The strange thing is that this all worked just fine shortly after I initially posted because I always test links before I go on to something else.

I spent a lot of time on this review and it is disappointing to have these links not working.

[edit]I just posted this and noted that the software has completely screwed things up again. There is no huge gap in what I wrote, and the links are all wrong. I'm not going to spend any time trying to fix things for the simple reason that I can't fix something that the forum software is going to break again. The problem in this post is a different one from those I am reporting with the other post. In this case the software changed the link, which was just a cut/paste of the URL, into a media link.

[edit#2]I just noted that the Amazon link in my initial review is now working. I have no idea what is going on.


----------



## motocrash (Mar 19, 2019)

John,as I'm sure you remember a while back,the site made the change to the advertising.You seem to be a real computer savvy guy,way more so than I.I believe this deal "at the crossroads" is what is messing with your posts.What I mean is the links are being changed for Etailing purposes that are being tracked and funding the site.
Smelling what I'm stepping in?


----------



## daveomak (Mar 19, 2019)

.....


----------



## bmudd14474 (Mar 19, 2019)

John the issue you are having is not with SMF. Its with the Amazon Plugin that displays that when you use their links. It happens from time to time. The way I get around it is I upload a picture of the item then use the link button 
	

		
			
		

		
	







and put the url in there. This way i am not dependent on Amazons plugin everytime. Seems like a pain but we dont control their stuff.


----------



## indaswamp (Mar 19, 2019)

That's how I do it too Bmudd


----------



## motocrash (Mar 19, 2019)

bmudd14474 said:


> John the issue you are having is not with SMF. Its with the Amazon Plugin that displays that when you use their links. It happens from time to time. The way I get around it is I upload a picture of the item then use the link button
> 
> 
> 
> ...


 So I can take my tin foil hat off?


----------



## johnmeyer (Mar 19, 2019)

Thanks for the replies everyone. I knew the Camp Chef link was being inserted in order to support advertisers. I am totally cool with that and don't mind that change. What I did mind was having the Amazon link disappear, then reappear, then go away again.
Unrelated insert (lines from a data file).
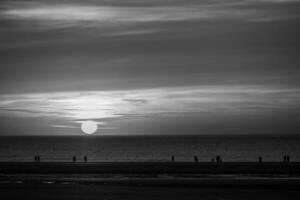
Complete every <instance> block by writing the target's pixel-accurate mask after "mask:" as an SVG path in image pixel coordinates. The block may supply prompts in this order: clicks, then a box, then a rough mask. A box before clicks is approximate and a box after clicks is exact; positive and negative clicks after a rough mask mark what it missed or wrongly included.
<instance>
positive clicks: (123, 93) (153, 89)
mask: <svg viewBox="0 0 300 200" xmlns="http://www.w3.org/2000/svg"><path fill="white" fill-rule="evenodd" d="M299 9H300V1H296V0H286V1H284V0H243V1H241V0H239V1H238V0H226V1H224V0H204V1H198V0H197V1H196V0H188V1H186V0H185V1H183V0H172V1H158V0H154V1H146V0H139V1H137V0H127V1H121V0H111V1H106V0H102V1H101V0H99V1H98V0H97V1H96V0H88V1H77V0H66V1H51V2H50V1H46V0H35V1H34V0H28V1H1V2H0V26H1V30H0V43H1V46H0V59H1V68H0V105H1V110H0V117H1V119H2V120H1V122H0V127H2V130H3V132H10V131H12V132H14V133H18V134H20V133H23V132H25V133H28V132H35V133H38V132H44V133H48V134H53V133H57V134H61V132H60V131H59V130H61V129H63V131H66V133H67V130H68V131H70V133H71V132H74V131H76V130H77V129H74V127H77V125H78V123H74V122H81V120H85V119H93V120H97V121H99V122H103V123H104V122H105V123H104V124H102V126H103V127H102V128H105V130H107V131H108V132H110V133H113V132H114V133H115V132H118V133H120V134H121V133H124V132H127V133H129V132H134V133H147V134H150V133H151V131H152V132H164V133H166V134H172V133H173V132H174V133H175V132H176V133H180V132H181V133H182V132H183V131H184V130H188V132H189V133H197V132H202V133H218V132H222V131H224V132H227V133H231V132H244V131H245V132H247V133H265V132H268V133H271V132H273V133H283V132H289V133H297V132H298V131H299V125H298V124H299V123H298V122H299V113H298V111H297V108H298V107H299V105H298V102H299V88H300V85H299V84H300V83H299V80H300V79H299V78H300V77H299V74H300V73H299V72H300V71H299V67H298V66H299V64H300V62H299V58H298V57H299V56H298V53H299V52H300V39H299V34H300V29H299V28H298V27H299V22H300V14H299ZM11 121H13V122H14V121H17V122H18V126H14V124H12V123H11ZM175 121H176V123H175ZM273 124H276V125H274V126H273ZM175 127H176V128H175ZM255 127H257V128H255ZM63 131H62V132H63Z"/></svg>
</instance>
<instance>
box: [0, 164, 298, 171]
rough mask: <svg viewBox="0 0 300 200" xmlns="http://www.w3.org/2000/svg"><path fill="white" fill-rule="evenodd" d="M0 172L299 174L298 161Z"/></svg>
mask: <svg viewBox="0 0 300 200" xmlns="http://www.w3.org/2000/svg"><path fill="white" fill-rule="evenodd" d="M0 173H3V174H6V173H8V174H9V173H37V174H39V173H41V174H51V173H56V174H57V173H61V174H76V173H77V174H80V173H82V174H99V173H100V174H104V173H118V174H130V173H136V174H161V173H163V174H164V173H167V174H174V173H190V174H196V173H199V174H300V162H290V163H283V162H263V163H258V162H224V163H221V164H217V163H212V162H101V163H99V162H98V163H96V162H94V163H79V162H78V163H72V162H2V163H0Z"/></svg>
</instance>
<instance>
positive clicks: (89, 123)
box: [81, 121, 98, 134]
mask: <svg viewBox="0 0 300 200" xmlns="http://www.w3.org/2000/svg"><path fill="white" fill-rule="evenodd" d="M97 129H98V125H97V122H94V121H85V122H82V124H81V130H82V132H84V133H85V134H94V133H95V132H96V131H97Z"/></svg>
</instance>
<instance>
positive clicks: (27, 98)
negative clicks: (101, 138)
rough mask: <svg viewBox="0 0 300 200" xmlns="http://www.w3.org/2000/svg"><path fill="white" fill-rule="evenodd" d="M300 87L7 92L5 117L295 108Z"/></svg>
mask: <svg viewBox="0 0 300 200" xmlns="http://www.w3.org/2000/svg"><path fill="white" fill-rule="evenodd" d="M299 100H300V89H276V88H266V87H249V86H194V87H175V88H159V89H146V90H125V91H89V92H60V93H43V94H19V95H1V98H0V116H9V117H13V116H15V117H25V118H26V117H42V118H43V117H44V118H54V119H64V120H67V121H73V122H74V123H80V122H81V121H83V120H86V119H91V120H93V119H94V120H96V121H99V123H102V125H105V123H104V122H101V121H102V120H101V119H106V120H107V119H113V118H120V117H124V116H130V115H140V116H147V115H151V116H153V115H161V114H162V115H165V114H166V113H169V114H170V115H182V114H184V115H185V114H186V113H200V114H201V113H211V114H218V113H228V114H230V115H231V114H236V113H239V114H251V113H254V114H259V113H265V112H274V111H275V112H276V111H285V110H289V109H294V108H295V107H297V106H298V102H299Z"/></svg>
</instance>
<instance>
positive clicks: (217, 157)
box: [216, 155, 222, 164]
mask: <svg viewBox="0 0 300 200" xmlns="http://www.w3.org/2000/svg"><path fill="white" fill-rule="evenodd" d="M216 161H217V163H218V164H219V163H221V162H222V160H221V157H220V156H219V155H217V157H216Z"/></svg>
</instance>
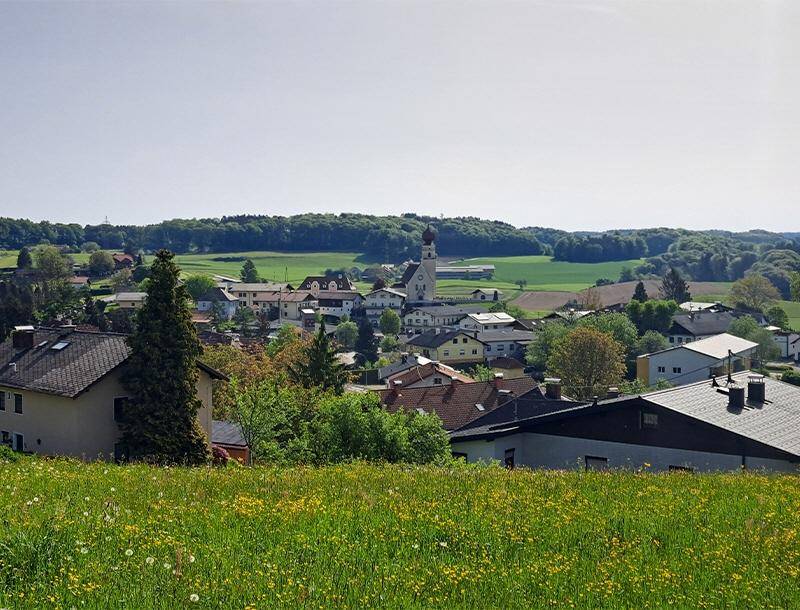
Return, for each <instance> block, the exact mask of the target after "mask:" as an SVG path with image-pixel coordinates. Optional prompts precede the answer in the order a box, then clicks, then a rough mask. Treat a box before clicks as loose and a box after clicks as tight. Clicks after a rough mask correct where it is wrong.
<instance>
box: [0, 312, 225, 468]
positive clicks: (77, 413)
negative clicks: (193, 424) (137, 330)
mask: <svg viewBox="0 0 800 610" xmlns="http://www.w3.org/2000/svg"><path fill="white" fill-rule="evenodd" d="M129 355H130V348H129V347H128V344H127V341H126V337H125V335H121V334H117V333H104V332H90V331H83V330H76V329H74V328H72V327H61V328H45V327H41V328H34V327H32V326H26V327H17V328H16V329H15V330H14V332H13V333H12V335H11V337H10V338H9V339H7V340H6V341H4V342H3V343H0V442H2V443H4V444H6V445H9V446H11V447H12V448H13V449H15V450H17V451H26V452H31V453H41V454H44V455H68V456H73V457H78V458H82V459H87V460H96V459H106V460H107V459H122V458H123V457H124V456H125V455H127V453H128V452H127V450H126V448H125V447H124V446H123V445H122V444H121V440H120V436H121V434H120V428H119V422H120V421H121V420H122V418H124V417H125V405H126V403H127V400H128V398H129V397H128V392H127V390H126V389H125V388H124V387H123V385H122V383H121V375H122V373H123V371H124V369H125V363H126V361H127V359H128V357H129ZM197 366H198V370H199V376H198V381H197V397H198V398H199V399H200V402H201V405H202V406H201V408H200V410H199V411H198V414H197V418H198V422H199V424H200V426H201V427H202V428H203V430H204V431H205V433H206V436H207V437H210V435H211V413H212V411H213V404H212V393H211V382H212V380H213V379H225V376H224V375H222V374H221V373H219V372H218V371H215V370H214V369H212V368H211V367H209V366H207V365H205V364H203V363H202V362H198V363H197Z"/></svg>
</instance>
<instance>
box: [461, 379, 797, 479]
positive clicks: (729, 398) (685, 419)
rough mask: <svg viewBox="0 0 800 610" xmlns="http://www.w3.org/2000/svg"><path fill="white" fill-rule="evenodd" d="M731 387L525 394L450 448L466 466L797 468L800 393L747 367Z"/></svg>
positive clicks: (482, 417)
mask: <svg viewBox="0 0 800 610" xmlns="http://www.w3.org/2000/svg"><path fill="white" fill-rule="evenodd" d="M552 381H555V382H558V380H552ZM732 382H733V383H730V384H728V383H727V380H722V382H721V383H714V382H712V381H709V380H704V381H701V382H698V383H694V384H691V385H682V386H680V387H676V388H670V389H668V390H661V391H658V392H650V393H647V394H642V395H641V396H625V397H621V398H613V399H609V400H602V401H599V402H590V403H585V404H580V403H575V402H573V403H571V404H570V403H563V402H559V401H556V400H551V401H549V402H548V401H546V400H542V399H541V398H529V397H528V396H530V395H531V394H528V395H523V396H521V397H520V398H515V399H514V400H512V401H510V402H508V403H506V404H504V405H502V406H500V407H498V408H497V409H495V410H494V411H492V412H489V413H486V414H485V415H482V416H481V417H479V418H477V419H472V420H471V421H469V422H467V423H466V424H465V425H463V426H462V427H461V428H459V429H456V430H454V431H452V432H451V434H450V444H451V448H452V451H453V454H454V455H456V456H460V457H462V458H464V459H465V460H467V461H468V462H478V461H494V462H500V463H503V464H505V465H506V466H507V467H514V466H520V465H524V466H529V467H532V468H553V469H581V470H583V469H585V470H606V469H612V468H613V469H631V470H635V469H647V470H648V471H689V472H695V471H718V470H727V471H737V472H738V471H741V470H742V469H753V470H769V471H778V472H797V471H798V464H800V387H797V386H793V385H790V384H787V383H783V382H780V381H776V380H774V379H770V378H764V377H762V376H760V375H752V373H750V372H749V371H747V372H742V373H738V374H736V375H734V376H733V379H732ZM549 390H550V387H549V384H548V391H549Z"/></svg>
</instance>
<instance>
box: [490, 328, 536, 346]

Given some of the ideas people have given me, I'll go back and try a few things (like downloading the pic and then uploading it to my media stash) and see if I can't get the link to stick.

[edit]I put the words "Camp Chef" outside the link. I downloaded the image and then uploaded it to the site, rather than use an image URL. At the moment, everything seems to work. We'll see if the forum software makes changes in the next hour or so.


----------



## bmudd14474 (Mar 19, 2019)

johnmeyer said:


> Thanks for the replies everyone. I knew the Camp Chef link was being inserted in order to support advertisers. I am totally cool with that and don't mind that change. What I did mind was having the Amazon link disappear, then reappear, then go away again.
> 
> Given some of the ideas people have given me, I'll go back and try a few things (like downloading the pic and then uploading it to my media stash) and see if I can't get the link to stick.



This is why I started to do it this way because the Amazon Plugin was causing me issues. 

Let me know if you have other issues.


----------